In [None]:
import torch
from torch import nn
from torch.utils.data import DataLoader, Dataset
from torchvision.transforms import ToTensor, Lambda
from dataclasses import dataclass

In [None]:
import path_helper
import numpy as np
import pandas as pd
from battery_plot import *

In [None]:
# Get cpu or gpu device for training.
device = torch.device("mps")
print(f"Using {device} device")

# TOC

* [Data Loading](#dload)

* [Models](#model)

In [None]:
@dataclass
class G:
    split_time = None #for now, might be useless
    sequence_length = 5
    num_features = 3 # delta_t, current, voltage
    window_size = 300
    batch_size = 64
    epochs = 2

# Data Loader <a id="dload"></a>

In [None]:
file = pd.read_csv("/Users/attar/Desktop/Python/coop/ocv/JMFM_17_SOC_OCV_94plus5_Test_220624_soc.csv")

In [None]:
data_plot(data = [file],
          title="OCV v SOC",
          x = ["test time (sec)"],
          y = ["soc"],
          markers = "lines"
         )

In [None]:
mask = file["test time (sec)"].diff()
mask.iloc[0],mask.iloc[-1] = 1.0,1.0
file["delta t"] = mask

In [None]:
train = file[["delta t","current","voltage","soc" ]].loc[:111498]

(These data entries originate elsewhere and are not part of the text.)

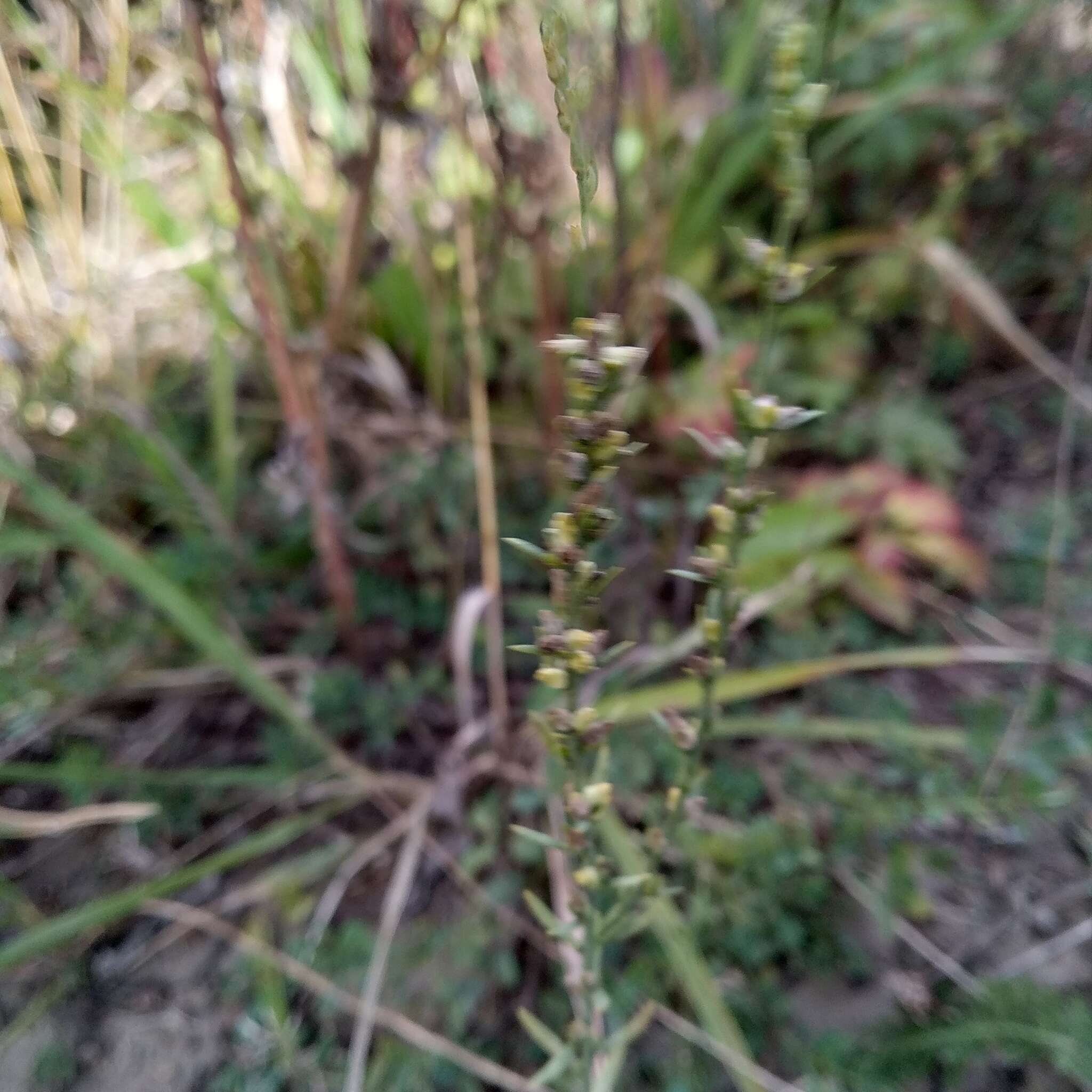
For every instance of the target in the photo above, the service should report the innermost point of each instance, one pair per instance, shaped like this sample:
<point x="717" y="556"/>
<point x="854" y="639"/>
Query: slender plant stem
<point x="356" y="220"/>
<point x="485" y="479"/>
<point x="617" y="102"/>
<point x="299" y="407"/>
<point x="1053" y="590"/>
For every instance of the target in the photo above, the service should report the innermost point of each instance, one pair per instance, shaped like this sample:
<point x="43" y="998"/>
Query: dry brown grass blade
<point x="407" y="1030"/>
<point x="356" y="219"/>
<point x="1053" y="591"/>
<point x="909" y="935"/>
<point x="18" y="824"/>
<point x="472" y="604"/>
<point x="301" y="410"/>
<point x="961" y="278"/>
<point x="735" y="1062"/>
<point x="485" y="481"/>
<point x="395" y="904"/>
<point x="360" y="857"/>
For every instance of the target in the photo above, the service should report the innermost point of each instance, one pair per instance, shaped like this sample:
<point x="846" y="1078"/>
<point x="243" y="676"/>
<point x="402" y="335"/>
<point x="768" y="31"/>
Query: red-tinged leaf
<point x="916" y="506"/>
<point x="882" y="552"/>
<point x="953" y="556"/>
<point x="882" y="593"/>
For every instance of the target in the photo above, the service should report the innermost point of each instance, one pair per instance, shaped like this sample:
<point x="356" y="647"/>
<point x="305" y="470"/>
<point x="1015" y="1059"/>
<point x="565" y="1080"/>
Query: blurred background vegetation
<point x="239" y="526"/>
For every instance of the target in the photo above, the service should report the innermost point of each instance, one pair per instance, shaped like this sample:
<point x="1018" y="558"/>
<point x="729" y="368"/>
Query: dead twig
<point x="737" y="1064"/>
<point x="1052" y="593"/>
<point x="395" y="903"/>
<point x="960" y="277"/>
<point x="483" y="471"/>
<point x="395" y="1022"/>
<point x="1047" y="952"/>
<point x="17" y="824"/>
<point x="949" y="968"/>
<point x="356" y="220"/>
<point x="301" y="412"/>
<point x="364" y="854"/>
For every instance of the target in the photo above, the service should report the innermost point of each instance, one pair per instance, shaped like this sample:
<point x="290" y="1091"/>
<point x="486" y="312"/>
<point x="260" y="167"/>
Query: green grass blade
<point x="109" y="909"/>
<point x="68" y="776"/>
<point x="700" y="214"/>
<point x="740" y="686"/>
<point x="743" y="49"/>
<point x="222" y="421"/>
<point x="684" y="959"/>
<point x="842" y="730"/>
<point x="126" y="561"/>
<point x="924" y="71"/>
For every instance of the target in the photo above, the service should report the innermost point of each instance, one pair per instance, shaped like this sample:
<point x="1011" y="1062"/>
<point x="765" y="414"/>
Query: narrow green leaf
<point x="529" y="550"/>
<point x="545" y="917"/>
<point x="130" y="565"/>
<point x="743" y="49"/>
<point x="740" y="686"/>
<point x="684" y="959"/>
<point x="222" y="421"/>
<point x="102" y="912"/>
<point x="619" y="1044"/>
<point x="842" y="730"/>
<point x="536" y="836"/>
<point x="549" y="1041"/>
<point x="696" y="578"/>
<point x="68" y="777"/>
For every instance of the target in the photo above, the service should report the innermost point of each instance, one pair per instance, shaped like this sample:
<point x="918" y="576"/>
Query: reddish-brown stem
<point x="356" y="218"/>
<point x="299" y="403"/>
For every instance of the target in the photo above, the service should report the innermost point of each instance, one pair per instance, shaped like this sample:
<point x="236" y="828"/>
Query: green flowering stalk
<point x="797" y="106"/>
<point x="732" y="520"/>
<point x="605" y="904"/>
<point x="573" y="92"/>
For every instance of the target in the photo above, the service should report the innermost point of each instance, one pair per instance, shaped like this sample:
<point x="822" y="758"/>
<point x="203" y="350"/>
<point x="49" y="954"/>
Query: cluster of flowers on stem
<point x="569" y="646"/>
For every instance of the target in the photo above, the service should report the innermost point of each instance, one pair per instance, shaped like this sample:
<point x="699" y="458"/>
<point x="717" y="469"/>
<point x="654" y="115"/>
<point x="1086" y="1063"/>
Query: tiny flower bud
<point x="684" y="732"/>
<point x="584" y="718"/>
<point x="722" y="518"/>
<point x="582" y="662"/>
<point x="556" y="677"/>
<point x="599" y="795"/>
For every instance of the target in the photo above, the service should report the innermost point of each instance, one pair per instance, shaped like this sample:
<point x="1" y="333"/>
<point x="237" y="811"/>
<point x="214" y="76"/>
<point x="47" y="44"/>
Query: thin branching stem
<point x="299" y="405"/>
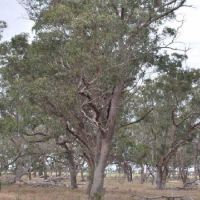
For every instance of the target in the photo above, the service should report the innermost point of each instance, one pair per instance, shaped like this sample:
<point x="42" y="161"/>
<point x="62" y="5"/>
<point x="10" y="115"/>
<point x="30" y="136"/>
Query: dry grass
<point x="116" y="189"/>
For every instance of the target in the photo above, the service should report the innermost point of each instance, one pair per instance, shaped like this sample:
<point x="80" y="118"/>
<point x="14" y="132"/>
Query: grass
<point x="116" y="189"/>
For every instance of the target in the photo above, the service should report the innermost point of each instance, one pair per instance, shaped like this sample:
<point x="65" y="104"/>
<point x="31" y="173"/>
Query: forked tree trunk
<point x="90" y="176"/>
<point x="161" y="177"/>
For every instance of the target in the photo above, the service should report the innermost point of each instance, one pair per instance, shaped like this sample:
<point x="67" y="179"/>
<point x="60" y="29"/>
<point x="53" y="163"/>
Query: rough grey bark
<point x="142" y="175"/>
<point x="96" y="191"/>
<point x="161" y="176"/>
<point x="104" y="144"/>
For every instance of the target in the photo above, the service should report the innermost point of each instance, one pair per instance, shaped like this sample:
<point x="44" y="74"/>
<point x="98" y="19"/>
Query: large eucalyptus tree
<point x="85" y="58"/>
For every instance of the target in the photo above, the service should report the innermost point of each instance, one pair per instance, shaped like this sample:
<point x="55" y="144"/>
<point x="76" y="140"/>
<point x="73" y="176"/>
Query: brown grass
<point x="116" y="189"/>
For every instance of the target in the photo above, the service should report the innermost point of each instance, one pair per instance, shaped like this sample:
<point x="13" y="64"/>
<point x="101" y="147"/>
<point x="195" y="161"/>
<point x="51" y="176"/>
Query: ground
<point x="116" y="189"/>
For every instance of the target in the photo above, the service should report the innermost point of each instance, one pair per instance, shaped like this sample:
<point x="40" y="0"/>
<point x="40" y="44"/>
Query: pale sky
<point x="18" y="22"/>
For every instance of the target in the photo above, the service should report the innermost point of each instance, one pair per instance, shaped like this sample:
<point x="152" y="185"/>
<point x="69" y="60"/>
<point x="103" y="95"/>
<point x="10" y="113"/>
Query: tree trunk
<point x="29" y="174"/>
<point x="72" y="168"/>
<point x="128" y="171"/>
<point x="142" y="179"/>
<point x="183" y="174"/>
<point x="82" y="175"/>
<point x="161" y="177"/>
<point x="90" y="176"/>
<point x="97" y="192"/>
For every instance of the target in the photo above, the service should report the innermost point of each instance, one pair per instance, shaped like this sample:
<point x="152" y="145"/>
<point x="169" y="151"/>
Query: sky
<point x="16" y="17"/>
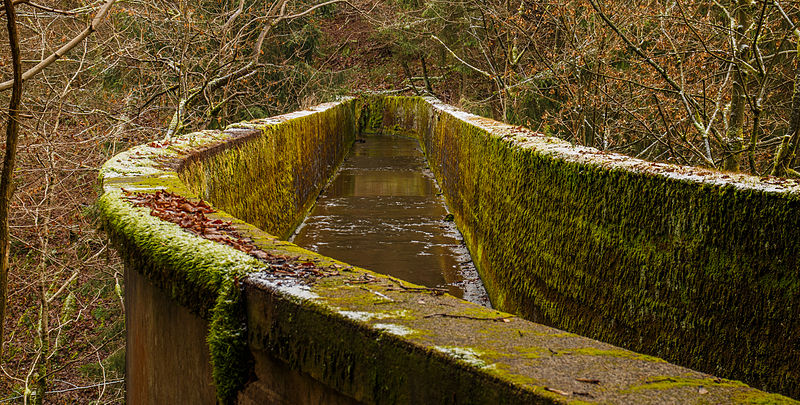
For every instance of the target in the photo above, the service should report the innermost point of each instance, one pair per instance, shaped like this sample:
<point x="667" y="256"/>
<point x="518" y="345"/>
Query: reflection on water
<point x="383" y="212"/>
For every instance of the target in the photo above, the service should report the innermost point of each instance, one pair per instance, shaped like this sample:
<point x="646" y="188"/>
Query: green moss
<point x="227" y="339"/>
<point x="591" y="351"/>
<point x="557" y="236"/>
<point x="696" y="268"/>
<point x="670" y="382"/>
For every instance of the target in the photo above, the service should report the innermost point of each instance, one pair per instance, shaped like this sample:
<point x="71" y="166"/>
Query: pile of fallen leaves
<point x="191" y="216"/>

test = file[["delta t","current","voltage","soc" ]].loc[111499:]

In [None]:
# np.array_split(train,len(train)//6) not applicable here

In [None]:
class BatterySet(Dataset):
    def __init__(self, dataframe):
        
        x, y = self.rolling(dataframe, G.window_size)
    
        self.logits = torch.from_numpy(x).to(device)
        self.labels = torch.from_numpy(y).to(device)
        
    def __len__(self):
        return len(self.labels)
    
    def __getitem__(self, idx):
        return (self.logits[idx], self.labels[idx])
    
    def rolling(self, df, window_size):
        '''implements rolling window sectioning'''

        df_x = [window.values
                for window
                in df[["delta t","current","voltage"]]
                    .rolling(window = window_size,
                            min_periods=window_size-2,
                            method = "table"
                            )][window_size:]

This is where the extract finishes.